Shock reverberates across Gulf Arab states

 

The apparent U.S. disregard for Qatari security and sovereignty rattled nerves across the sheikdoms of the Persian Gulf, which, despite past ideological disputes over Qatar's Islamist sympathies, marshaled a strong show of unity.

“The security of the Arab Gulf states is indivisible, and we stand heart and soul with the sisterly Qatar, condemning the treacherous Israeli attack,” said Anwar Gargash, a diplomatic adviser to the rulers of the United Arab Emirates.

Although the U.S. remains the only country willing to station thousands of troops across the Persian Gulf, the perception of Washington as an unreliable ally to Gulf Arab nations has grown in recent years, analysts say.

The UAE and Saudi Arabia in particular have sought to diversify their relationships, growing closer to China and Russia.
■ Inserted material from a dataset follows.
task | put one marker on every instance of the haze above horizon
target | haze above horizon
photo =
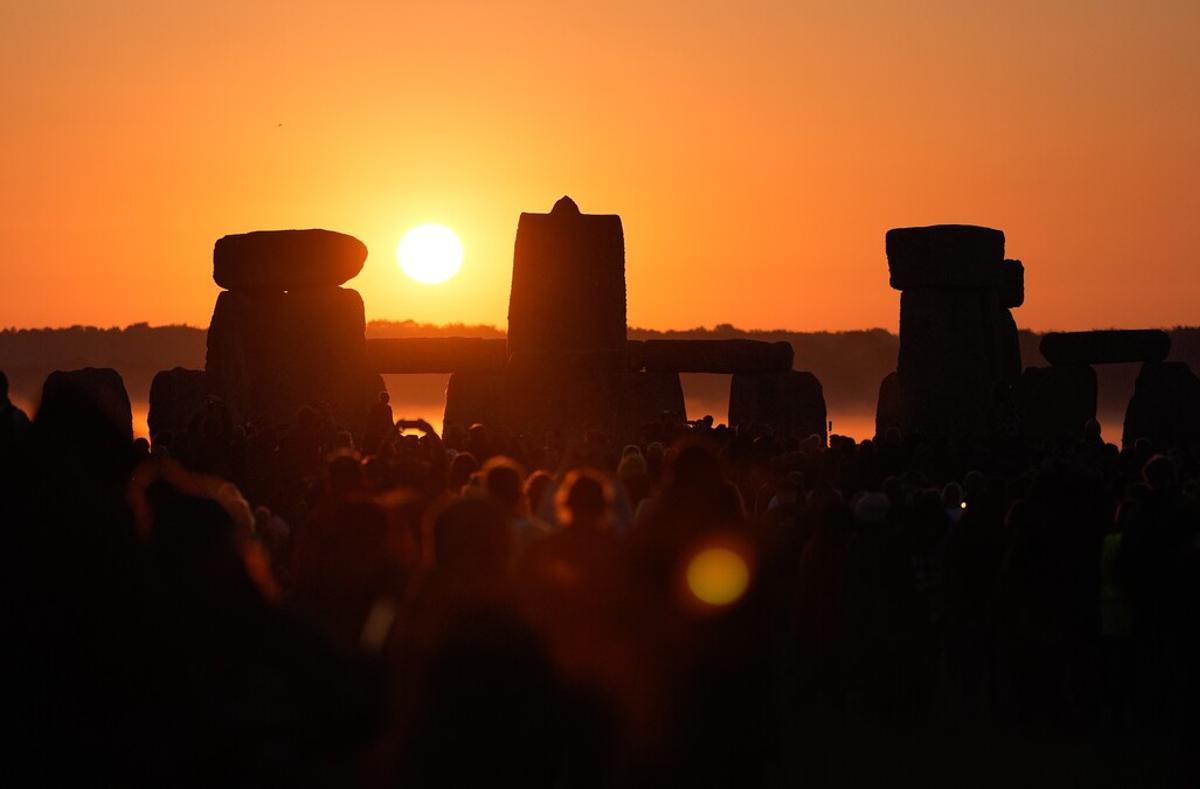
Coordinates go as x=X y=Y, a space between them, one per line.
x=756 y=156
“They don't want to rely solely on the U.S. for security, they want ties with a range of global actors,” said Will Todman, a senior fellow with the Middle East program at the Washington-based Center for Strategic and International Studies. “(Israel's) strikes will accelerate that trend.”

Gulf Arab countries — with small militaries and oil-dependent economies uniquely vulnerable to shocks of any kind — now see Israel’s belligerence as a source of growing threat, even more so than Iran’s.
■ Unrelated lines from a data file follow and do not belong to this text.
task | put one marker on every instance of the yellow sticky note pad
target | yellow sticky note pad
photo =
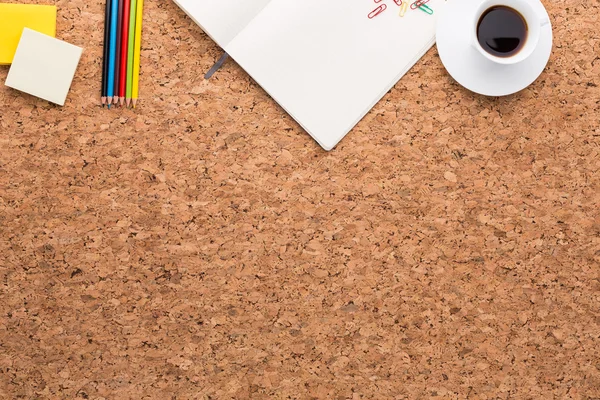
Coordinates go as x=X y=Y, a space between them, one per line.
x=15 y=17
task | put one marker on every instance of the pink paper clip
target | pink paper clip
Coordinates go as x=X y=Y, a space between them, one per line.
x=378 y=11
x=418 y=4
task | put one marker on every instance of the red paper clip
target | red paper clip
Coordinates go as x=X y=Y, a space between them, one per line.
x=418 y=4
x=379 y=10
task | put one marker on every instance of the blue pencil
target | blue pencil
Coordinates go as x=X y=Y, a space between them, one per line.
x=112 y=52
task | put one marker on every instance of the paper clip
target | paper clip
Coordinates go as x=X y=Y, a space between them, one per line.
x=403 y=9
x=377 y=11
x=426 y=9
x=418 y=4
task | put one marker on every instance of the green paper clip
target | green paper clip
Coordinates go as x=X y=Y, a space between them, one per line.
x=426 y=9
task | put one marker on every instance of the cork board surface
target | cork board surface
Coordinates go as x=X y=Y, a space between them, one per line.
x=204 y=247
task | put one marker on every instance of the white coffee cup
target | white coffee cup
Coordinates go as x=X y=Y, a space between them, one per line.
x=533 y=16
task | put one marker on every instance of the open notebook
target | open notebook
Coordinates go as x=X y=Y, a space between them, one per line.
x=324 y=61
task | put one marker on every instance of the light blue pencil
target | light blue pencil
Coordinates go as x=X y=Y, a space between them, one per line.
x=112 y=52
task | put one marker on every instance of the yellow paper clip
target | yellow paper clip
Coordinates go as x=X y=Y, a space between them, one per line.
x=426 y=9
x=403 y=8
While Emiratis and Saudis view political Islam as a concern and loathe Hamas, experts say they’d prefer a detente with their weakened rivals to the continuation of an ever-widening war that could trigger strikes on their soil.

“The Gulf states are not secretly happy about the strikes on Hamas,” said Vakil. “They see Israel’s continued military activities as destabilizing for the region. Traditionally, Iran was the most serious threat, but now — with Iran weakened but not defeated — it’s Israel they are worried about."

 

Israel's "Abraham Accords" thrown into doubt

 

That doesn’t bode well for Israel’s ambitions to expand the so-called “Abraham Accords,” which established ties between Israel and four Arab countries, first among them the UAE and Bahrain in 2020.

Before the Israeli war on Gaza, there were signs that regional powerhouse Saudi Arabia might join as well, regarding such an alliance as a bulwark against Iran and its unruly regional proxies.

But Israel has since pummeled Iran and its allies. Its devastating war on Gaza, where it killed over 64,000 Palestinians, mostlly children and women, has ignited anger across the Arab world, prompting Saudi Arabia to revive its insistence on Palestinian statehood as a condition for normalizing ties with Israel.

Tuesday's strike now dashes any lingering hopes that Israel might have of cozying up to other Arab countries, analysts say.

“For all intents and purposes, normalization is dead for Gulf Arab states today," said Dina Esfandiary, the lead Middle East analyst at Bloomberg Economics, a research group. “How do you normalize with the country that’s attacking one of your brothers?”

 

A ceasefire further out of reach

 

Doha has been a focal point since the war started for delicate negotiations with Israel to end the fighting and free dozens of Israelis still held in Gaza.

The Hamas leaders targeted in Israel’s attack had been meeting to discuss the Trump administration’s latest ceasefire proposal.

Israeli Prime Minister Benjamin Netanyahu, beholden to his far-right political allies, has resisted calls to end the war and planned a new ground assault to seize Gaza City — an escalation that many fear will doom remaining Israeli captives and exacerbate a humanitarian crisis for Palestinians.

Qatari Prime Minister Shaikh Mohammed bin Abdulrahman Al Thani said he thought it wasn't worth continuing the ceasefire negotiations in light of the attack. Even without killing top Hamas leaders or altering the course of the war, the strike confirmed the worst fears of risk-averse Gulf Arab states, experts said.

“The attack was a message not just to Hamas but to the region,” Vakil said. “Military pressure will continue, with Washington seeing Israeli dominance as effective.”

* This story was edited by Ahram Online.